One benefit of owning your home is having the ability to rent it out, whether that is your intent from the beginning as investment property, or when you move out and wish to keep it as a rental. That may be simply as an investment at that time, or you are "underwater" on the mortgage, as happened to a lot of folks 2008-2012, or you want to build more equity before selling. There are several layers of restrictions that come into play on this decision, so please take the time to know your rights.
** Your Homeowners Association (HOA) may limit or disallow your ability to rent either short term or at all. Many condo and villa developments have this spelled out in their rules and regs, called bylaws or indentures. It is rare for a single family subdivision to restrict it, but I am sure it is out there. When you are purchasing a home, you can make the sale subject to your review of these documents and a right to back out, but make sure your Realtor includes this protection in the offer.
** Municipalities are becoming more active in prohibiting or limiting short term rentals, usually defined as 30 days or less. This is targeted at the Airbnb industry which allows individuals to advertise for rent as little as one night, either part or all of their home. St Louis City allows it with a code inspection - occupancy permit process. Maplewood allows it but requires the owner to spend the night on-site and post their contact information in case of problems, while also applying for a business license and occupancy permit. Chesterfield, Hazelwood, Ladue and others have passed laws this year prohibiting any home rentals for less than 30 days. Most municipalities require code inspections and occupancy permits for home rentals of any length, even when they are not required for sales. Check with your local government as the short term rental ability is changing rapidly.
** On a normal home loan, your lender will require you to move in and occupy the property as your primary residence within 60 days or as provided on the mortgage documents. The loan typically allows you to rent it out after you have occupied it for a certain amount of time, ask your lender on this. If you are going to rent the home right after purchase, you need to get a loan for "non-owner occupied". It will require a higher down payment and higher interest rate.
** Your insurance carrier will designate a different type of policy once it becomes a rental. It is generally a little less cost, as you are not insuring your own personal property, but still covering the structure and liability. The tenant should have a policy too.

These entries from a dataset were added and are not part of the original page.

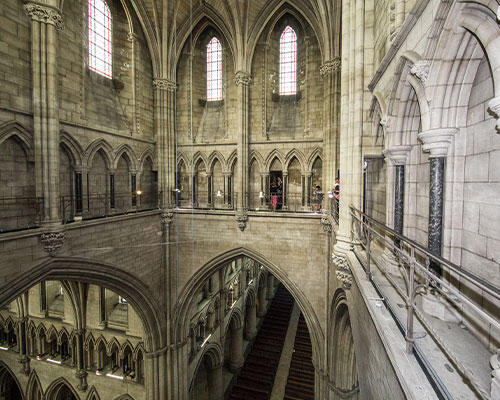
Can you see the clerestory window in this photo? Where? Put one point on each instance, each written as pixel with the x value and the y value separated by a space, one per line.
pixel 100 45
pixel 288 62
pixel 214 70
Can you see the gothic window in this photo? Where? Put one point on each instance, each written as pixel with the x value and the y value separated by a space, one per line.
pixel 288 62
pixel 100 59
pixel 214 70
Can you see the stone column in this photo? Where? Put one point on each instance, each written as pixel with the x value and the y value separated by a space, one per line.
pixel 164 100
pixel 251 321
pixel 243 80
pixel 81 372
pixel 236 359
pixel 270 287
pixel 215 383
pixel 22 345
pixel 437 142
pixel 261 295
pixel 330 71
pixel 397 157
pixel 45 22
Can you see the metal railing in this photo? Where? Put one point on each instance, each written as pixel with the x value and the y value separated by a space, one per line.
pixel 418 277
pixel 293 202
pixel 18 213
pixel 105 205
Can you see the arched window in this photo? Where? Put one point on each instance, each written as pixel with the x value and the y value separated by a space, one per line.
pixel 214 70
pixel 288 62
pixel 100 56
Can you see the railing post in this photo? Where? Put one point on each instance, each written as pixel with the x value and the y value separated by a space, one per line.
pixel 368 251
pixel 411 306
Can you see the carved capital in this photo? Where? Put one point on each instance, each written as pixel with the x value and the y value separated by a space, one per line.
pixel 327 225
pixel 164 84
pixel 330 66
pixel 421 70
pixel 243 78
pixel 397 154
pixel 52 241
pixel 437 141
pixel 494 107
pixel 242 221
pixel 167 218
pixel 343 271
pixel 44 14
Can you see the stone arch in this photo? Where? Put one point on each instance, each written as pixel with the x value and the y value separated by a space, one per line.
pixel 202 17
pixel 89 271
pixel 22 135
pixel 93 395
pixel 72 147
pixel 181 319
pixel 273 11
pixel 34 388
pixel 102 146
pixel 294 153
pixel 148 153
pixel 58 385
pixel 216 156
pixel 235 320
pixel 6 373
pixel 274 155
pixel 130 157
pixel 341 354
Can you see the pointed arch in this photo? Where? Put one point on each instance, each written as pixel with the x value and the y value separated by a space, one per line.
pixel 195 284
pixel 150 153
pixel 90 341
pixel 294 153
pixel 114 343
pixel 216 156
pixel 14 378
pixel 231 160
pixel 203 17
pixel 22 135
pixel 57 385
pixel 317 153
pixel 275 154
pixel 72 147
pixel 34 387
pixel 99 145
pixel 130 156
pixel 93 395
pixel 255 155
pixel 273 11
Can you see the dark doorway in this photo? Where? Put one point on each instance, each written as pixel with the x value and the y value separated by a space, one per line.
pixel 276 188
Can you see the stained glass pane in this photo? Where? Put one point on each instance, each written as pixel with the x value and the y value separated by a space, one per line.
pixel 288 62
pixel 100 55
pixel 214 70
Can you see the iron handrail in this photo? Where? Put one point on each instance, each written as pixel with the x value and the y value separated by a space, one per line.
pixel 413 272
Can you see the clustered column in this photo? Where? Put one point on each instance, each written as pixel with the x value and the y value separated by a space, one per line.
pixel 437 142
pixel 45 22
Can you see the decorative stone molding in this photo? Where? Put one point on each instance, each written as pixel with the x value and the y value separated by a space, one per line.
pixel 343 271
pixel 397 154
pixel 421 70
pixel 243 78
pixel 44 14
pixel 494 106
pixel 242 221
pixel 52 241
pixel 495 375
pixel 327 225
pixel 164 84
pixel 330 67
pixel 437 141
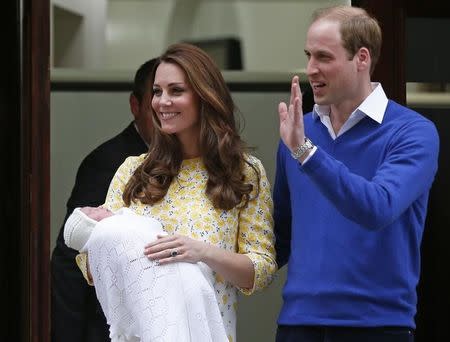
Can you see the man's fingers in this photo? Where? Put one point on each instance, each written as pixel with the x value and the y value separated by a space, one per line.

** There are taxation policies regarding rental income, what expenses you can deduct, and capital gains when you sell it. This is one of the bright spots of investment homes in that the expenses and depreciation of the home can help you take a "loss" toward your income tax. When you sell, the depreciation is "recaptured" but you can delay the potential gains tax indefinitely thru 1031 exchanges.
** Certain disclosures must be made to tenants, such as the presence or possibility of lead based paint (built before 1978), and noise disclosure in Chesterfield (Spirit airport).
** Tenant rights are a separate area of the law, although I do not know it well enough to detail it. Treat the tenant right, as you would want to be treated.
Having said all of this, purchasing and holding homes for rent is still quite popular and can be very profitable, just realize there are rules to play by and we can all live in peace.